EY has released its Australian Private Debt Market 2021 Update, reporting that the total market size grew to A$133 billion last year. It put the strong growth of the sector down to the appeal of more flexible structures and terms offered by private debt providers, faster turnaround on deals and the sector’s growing capital base.
“This flexibility has been well suited to the more uncertain economic environment which has led to material differences in earnings performance across the business community.”
A number of private credit fund managers completed capital raisings during the year, allowing them to play a more meaningful role in arranging larger ticket financing.

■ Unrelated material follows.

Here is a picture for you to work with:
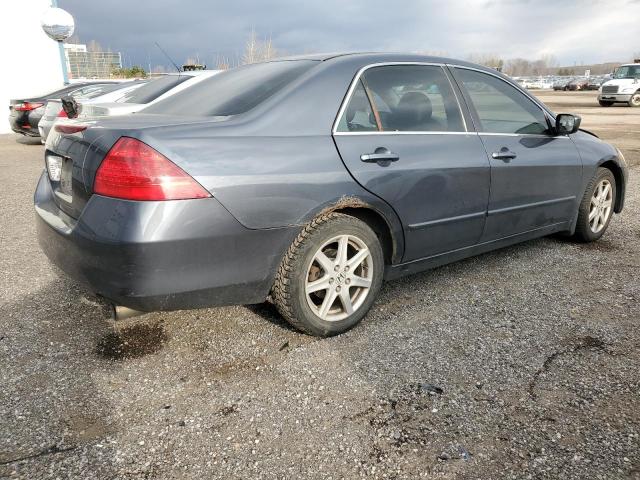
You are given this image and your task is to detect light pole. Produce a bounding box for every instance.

EY said institutional investors showed an increased appetite for Australian private debt, which has delivered good relative returns, with stable yields and moderate risk.
“Margins have remained relatively constant in comparison to bank and bond markets. This yield stability has helped to attract more investor capital.”
Market segments where private credit providers are gaining share include corporate lending, private equity, real estate, infrastructure, asset-backed funding, special and distressed situations and SME lending.
Lending to commercial real estate is the fastest growing segment of the private debt market. EY estimated that about 38 per cent of private debt assets are allocated to commercial real estate debt, including development and construction finance
Private credit providers benefited from strong conditions in the corporate debt market, which had a 55 per cent increase in loan volumes last year, according to EY. Companies were active in mergers and acquisitions, refinancing and taking up opportunities using green debt.
More flexible structures offered by private debt providers include unitranche, term loan B and asset-backed arrangements. In addition, private debt can come with higher leverage, lighter covenants and variations in repayment structures.
EY said that on top of this flexibility, private debt providers tend to approve deals more quickly that banks.